Protective orders have been denied when they were sought merely to facilitate the debtors’ reorganization, In re Itel Corp., 17 B.R. 942 (Bankr. 9th Cir.1982), or to assuage a defendant’s fears that disclosure of the allegations in an adversary complaint would adversely affect its business activities, Hope on Behalf of Clark v. Pearson, 38 B.R. 423 (Bankr.M.D.Ga.1984). But this Court recently granted a protective order when the debtor’s schedules revealed a broker-creditor’s only asset, its customer list, because disclosure of this list to a competitor would adversely affect the creditor. In re Nunn, 49 B.R. 963, 965 (Bankr.E.D.Va.1985). The customer list clearly fell within the “commercial information” exception to public access found in section 107(b)(1). The Court believes that the records currently under seal constitute “commercial information” deserving the protection Congress provided under section 107(b)(1).

In addition and equally as important, this Court feels, under the circumstances of this case, that it must exercise the inherent supervisory power that it holds over its own records and files. The common law right of the public to inspect and copy court records is not absolute. Nixon v. Warner Communications, Inc., 435 U.S. 589, 98 S.Ct. 1306, 1312, 55 L.Ed.2d 570 (1978). Whether to allow or deny access is a decision “best left to the sound discretion of the trial court, a discretion to be exercised in light of the relevant facts and circumstances of the particular case.” Id., 98 S.Ct. at 1312-13. The trial court must weigh the parties’ interests “in light of the public interest and the duties of the courts.” Id. at 1314.

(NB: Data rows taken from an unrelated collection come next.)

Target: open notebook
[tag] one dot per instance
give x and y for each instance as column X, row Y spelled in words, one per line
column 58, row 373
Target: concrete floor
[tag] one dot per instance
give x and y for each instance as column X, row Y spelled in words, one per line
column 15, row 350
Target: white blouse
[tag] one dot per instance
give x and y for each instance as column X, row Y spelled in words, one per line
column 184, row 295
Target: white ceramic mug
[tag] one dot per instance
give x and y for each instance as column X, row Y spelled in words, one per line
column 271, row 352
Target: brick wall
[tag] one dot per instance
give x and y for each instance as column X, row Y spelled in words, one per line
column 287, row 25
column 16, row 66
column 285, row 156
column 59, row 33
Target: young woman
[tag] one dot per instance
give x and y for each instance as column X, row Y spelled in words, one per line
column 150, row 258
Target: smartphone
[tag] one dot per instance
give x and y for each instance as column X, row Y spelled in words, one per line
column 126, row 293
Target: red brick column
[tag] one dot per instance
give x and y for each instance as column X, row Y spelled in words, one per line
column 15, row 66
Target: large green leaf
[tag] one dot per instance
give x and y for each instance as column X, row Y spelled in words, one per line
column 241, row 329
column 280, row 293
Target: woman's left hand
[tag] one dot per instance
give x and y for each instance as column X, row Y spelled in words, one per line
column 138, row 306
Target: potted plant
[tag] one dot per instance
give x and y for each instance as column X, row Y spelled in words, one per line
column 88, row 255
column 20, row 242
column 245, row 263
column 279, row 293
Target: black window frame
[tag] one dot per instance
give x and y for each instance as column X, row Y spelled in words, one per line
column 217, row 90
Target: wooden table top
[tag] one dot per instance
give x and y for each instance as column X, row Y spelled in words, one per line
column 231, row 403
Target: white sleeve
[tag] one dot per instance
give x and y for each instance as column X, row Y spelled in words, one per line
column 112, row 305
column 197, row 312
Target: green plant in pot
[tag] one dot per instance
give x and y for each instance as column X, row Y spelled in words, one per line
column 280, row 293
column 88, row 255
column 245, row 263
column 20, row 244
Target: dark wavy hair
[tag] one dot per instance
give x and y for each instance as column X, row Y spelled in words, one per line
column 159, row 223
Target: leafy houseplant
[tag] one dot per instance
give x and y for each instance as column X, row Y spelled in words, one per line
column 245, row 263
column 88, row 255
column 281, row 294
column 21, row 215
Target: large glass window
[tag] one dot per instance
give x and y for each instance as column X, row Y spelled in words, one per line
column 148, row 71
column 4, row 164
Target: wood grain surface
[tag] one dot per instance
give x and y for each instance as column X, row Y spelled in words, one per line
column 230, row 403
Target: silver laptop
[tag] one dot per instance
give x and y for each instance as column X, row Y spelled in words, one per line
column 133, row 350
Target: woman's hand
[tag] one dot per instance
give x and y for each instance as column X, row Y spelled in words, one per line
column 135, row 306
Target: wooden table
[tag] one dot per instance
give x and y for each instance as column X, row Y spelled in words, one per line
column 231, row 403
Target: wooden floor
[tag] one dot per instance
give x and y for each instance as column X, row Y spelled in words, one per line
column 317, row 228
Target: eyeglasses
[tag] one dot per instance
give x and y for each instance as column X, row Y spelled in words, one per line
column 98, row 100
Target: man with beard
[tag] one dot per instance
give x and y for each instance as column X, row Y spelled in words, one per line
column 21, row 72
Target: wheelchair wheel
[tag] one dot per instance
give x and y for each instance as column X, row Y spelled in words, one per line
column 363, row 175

Providing a gloss on the Nixon standards, the Fourth Circuit has admonished trial courts granting sealing orders to support their decisions with specific findings. In re Knight, supra, 743 F.2d at 235. Less restrictive alternatives to the closure order must be considered and rejected. Id. Accordingly, this Court finds that dissemination of the information currently under seal would pose substantial harm to EPIC Associates’ institutional creditors and substantial damage to non-connected financial institutions as well as the public, including both innocent depositors and taxpayers. The testimony of Thomas L. Batties and Arthur M. Weimer is clear and convincing on this issue. Furthermore, the Court has looked for less restrictive alternatives; none is available. When the protective order sought to be vacated by the Post was entered on October 11, 1985, it was limited by the Court so as to expire on November 15, 1985. This order represents the narrowest restriction on access that is possible. It is imperative to excise only certain information from the schedules and other filings in this case, and only that information has been excised.

The Court finds -no other way of adequately protecting the public than by the October 11, 1985 order, and finds further that there is a substantial possibility that this order will achieve its intended purpose. Accordingly, an order will be entered permitting The Washington Post and The New York Times the right to intervene and continuing the protective order until November 15, 1985, when the propriety of continuing the protective order will be considered further. 
      
      . The New York Times Company joined in this motion but did not participate in the hearing and argument on the motion.
     
      
      . Equity Programs Investment Corporation, a subsidiary of Community Savings and Loan, is the general partner of each of the 357 debtors in this case.